Difficile de savoir qui sont derrière ces avatars de « moudjahidines » (résistants ou combattants pour la foi, définis comme une poignée de véridiques qui s’engagent dans le djihad armé), mais qu’importe : leurs récits nous permettent de comprendre pourquoi et comment ces acteurs recourent à des médias qu’ils critiquent pour s’exprimer.

Du cyber-djihadisme au cyber-califat

L’objectif est d’abord d’y mener une guerre médiatique, pour propager l’idéologie djihadiste tout en remédiant au silence dit coupable des médias traditionnels sur l’oppression de la Oumma (la communauté des musulmans indépendamment de leur nationalité). En cela, ils poursuivent les objectifs des organisations terroristes qui légitiment l’usage de la violence pour venger les musulmans de l’oppression occidentale. Les vidéos de massacres de Syriens, de Palestiniens, de Ouïghours ou de Rohingyas birmans sont au cœur de la propagande de l’EI, partagée sur les réseaux sociaux.

D’ailleurs, selon l’ex-djihadiste repenti Mourad Benchelali, Al-Qaeda recourrait déjà à ce procédé il y a quinze ans : « Tous les vendredis dans le camp, on nous montrait des vidéos avec des musulmans persécutés dans le monde ».

Mais au-delà d’une tribune ou d’un espace de recrutement, les plates-formes sont des lieux d’apprentissage de la « science religieuse ». On y discute de ce qu’est un « vrai musulman » à coup de versets coraniques et de hadiths. La grande question qui revient : comment être un bon combattant sur les réseaux et non un combattant de vitrine, un faux moudjahid ?

Le discours est jargonneux, les sources citées avec rigueur et la connaissance d’Allah au cœur des interactions. Les échanges amicaux comme les débats y ont leur place car c’est aussi un lieu de socialisation, où l’on déjoue la solitude tout en la mettant en scène. En effet, on se plaint d’être isolé tout en revendiquant une forme de marginalité. La solitude y est donc tourmentée et heureuse puisque c’est celle de l’« étranger » (« ghuraba ») auxquels ces individus s’identifient.
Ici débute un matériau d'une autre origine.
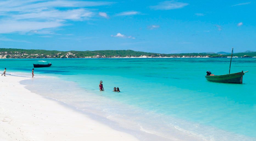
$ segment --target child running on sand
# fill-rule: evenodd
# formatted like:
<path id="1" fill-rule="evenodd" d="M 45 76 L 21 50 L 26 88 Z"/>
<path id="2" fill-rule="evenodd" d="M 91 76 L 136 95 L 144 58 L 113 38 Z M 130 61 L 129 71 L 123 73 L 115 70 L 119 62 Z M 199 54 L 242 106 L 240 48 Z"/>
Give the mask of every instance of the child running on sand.
<path id="1" fill-rule="evenodd" d="M 99 84 L 99 88 L 100 91 L 104 91 L 104 88 L 103 88 L 103 84 L 102 84 L 102 81 L 100 81 L 100 84 Z"/>
<path id="2" fill-rule="evenodd" d="M 6 72 L 6 68 L 4 68 L 4 73 L 2 74 L 1 76 L 3 76 L 3 74 L 4 74 L 4 76 L 6 76 L 5 75 L 5 73 Z"/>
<path id="3" fill-rule="evenodd" d="M 32 78 L 34 78 L 34 68 L 32 69 Z"/>

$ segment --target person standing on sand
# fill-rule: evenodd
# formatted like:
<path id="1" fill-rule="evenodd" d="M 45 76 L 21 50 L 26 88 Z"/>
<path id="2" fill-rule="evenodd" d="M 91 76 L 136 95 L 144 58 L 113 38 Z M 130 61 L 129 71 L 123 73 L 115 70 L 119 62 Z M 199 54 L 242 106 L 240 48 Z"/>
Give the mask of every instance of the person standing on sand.
<path id="1" fill-rule="evenodd" d="M 100 88 L 100 91 L 104 91 L 104 88 L 103 88 L 103 84 L 102 84 L 102 81 L 100 81 L 100 84 L 99 84 L 99 88 Z"/>
<path id="2" fill-rule="evenodd" d="M 34 68 L 32 69 L 32 78 L 34 78 Z"/>
<path id="3" fill-rule="evenodd" d="M 4 68 L 4 73 L 3 74 L 2 74 L 2 75 L 1 75 L 1 76 L 3 76 L 3 74 L 4 74 L 4 76 L 6 76 L 5 75 L 5 73 L 6 72 L 6 68 Z"/>

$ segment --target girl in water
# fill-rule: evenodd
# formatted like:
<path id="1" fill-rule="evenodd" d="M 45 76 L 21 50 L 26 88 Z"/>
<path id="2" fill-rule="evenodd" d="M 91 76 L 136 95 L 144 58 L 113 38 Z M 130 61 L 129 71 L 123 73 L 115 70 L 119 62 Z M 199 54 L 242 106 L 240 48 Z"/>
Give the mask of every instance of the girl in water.
<path id="1" fill-rule="evenodd" d="M 32 78 L 34 78 L 34 68 L 32 69 Z"/>
<path id="2" fill-rule="evenodd" d="M 99 88 L 100 88 L 100 91 L 104 91 L 104 88 L 103 88 L 103 84 L 102 84 L 102 81 L 100 81 L 100 84 L 99 84 Z"/>

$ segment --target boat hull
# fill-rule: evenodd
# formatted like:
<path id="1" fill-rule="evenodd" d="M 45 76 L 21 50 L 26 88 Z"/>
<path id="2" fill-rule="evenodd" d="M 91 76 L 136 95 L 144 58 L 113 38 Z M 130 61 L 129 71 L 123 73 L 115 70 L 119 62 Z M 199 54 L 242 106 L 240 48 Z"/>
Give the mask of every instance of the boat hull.
<path id="1" fill-rule="evenodd" d="M 242 72 L 220 75 L 206 75 L 209 81 L 220 83 L 243 83 L 243 76 L 244 73 Z"/>
<path id="2" fill-rule="evenodd" d="M 52 66 L 51 64 L 34 64 L 34 67 L 49 67 Z"/>

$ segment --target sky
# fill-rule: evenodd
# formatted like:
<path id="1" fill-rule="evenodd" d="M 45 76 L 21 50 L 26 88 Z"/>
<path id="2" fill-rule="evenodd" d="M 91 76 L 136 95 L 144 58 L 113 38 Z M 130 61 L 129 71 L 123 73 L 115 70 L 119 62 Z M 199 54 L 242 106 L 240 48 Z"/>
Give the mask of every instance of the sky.
<path id="1" fill-rule="evenodd" d="M 0 1 L 0 48 L 256 51 L 256 1 Z"/>

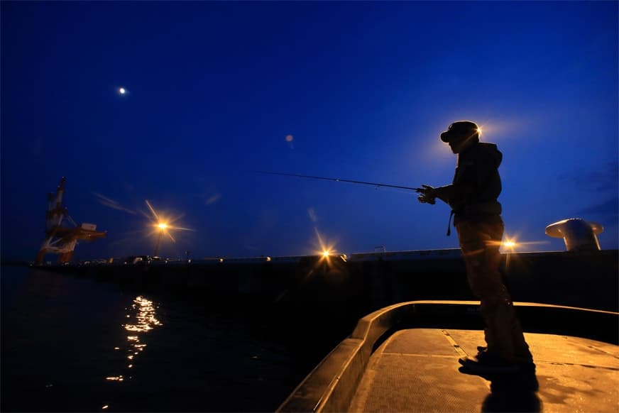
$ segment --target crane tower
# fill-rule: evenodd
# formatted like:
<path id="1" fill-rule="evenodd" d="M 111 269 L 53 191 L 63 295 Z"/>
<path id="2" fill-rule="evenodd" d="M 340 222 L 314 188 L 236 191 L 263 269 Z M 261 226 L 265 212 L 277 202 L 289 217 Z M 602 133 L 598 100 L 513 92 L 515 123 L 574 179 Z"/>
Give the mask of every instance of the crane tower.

L’étranger, dans le lexique arabe, c’est le musulman qui se sait prisonnier de ce bas monde et qui vit dans la promesse de l’au-delà. C’est cet exilé, sans attaches terrestres, dont la solitude est le bienfait caché d’une détresse illusoire.

Mais ces espaces numériques sont enfin et surtout des lieux d’action en constante transformation, des lieux d’opérations guerrières. Comme si la logique militaire de reconquête territoriale de l’EI s’étendait virtuellement sur le web social, en tant que prolongement voire substitut du champ de bataille.

Dans cette arène médiatique investie par les sympathisants djihadistes, cohabitent ainsi le monde réel, l’ici et maintenant dont l’idéologie dominante est combattue, et l’ailleurs, soit le monde fantasmé du Califat islamique.

Des communautés en ligne publiques et clandestines

On pourrait parler d’« hétérotopie de crise » au sens foucaldien du terme : un endroit réservé aux personnes qui rejettent les règles de la société dans laquelle ils vivent ; un contre-emplacement relevant d’un monde virtuel mais dans un espace bien réel, ancré dans les interfaces des plates-formes.

Une chose est sure : ces acteurs du cyberdjihad parviennent à construire des collectifs en ligne, à s’affilier et à se doter d’un territoire, même en l’absence d’espace dédié à leurs membres.

En effet, en parallèle des discussions privées et échanges via messageries cryptées, ils développent sur ces réseaux une visibilité publique au vu et au su de tous. C’est d’ailleurs le propre des hétérotopies de crise : être isolées mais accessibles. Comme le formule justement sur son blog, Yann Leroux, docteur en psychologie :

« Elles sont ouvertes, mais sur l’extérieur de sorte que son occupant de passage se trouve comme enfermé dehors. »

En conclusion, ils développent des signes d’interreconnaissance pour faire groupe, pour communiquer et agir ensemble.

De ce bricolage d’une identité collective et évolutive naissent des communautés en ligne de sympathisants djihadistes ; des communautés publiques et pourtant clandestines.


L'autrice effectue sa thèse sous la direction de Julien Longhi.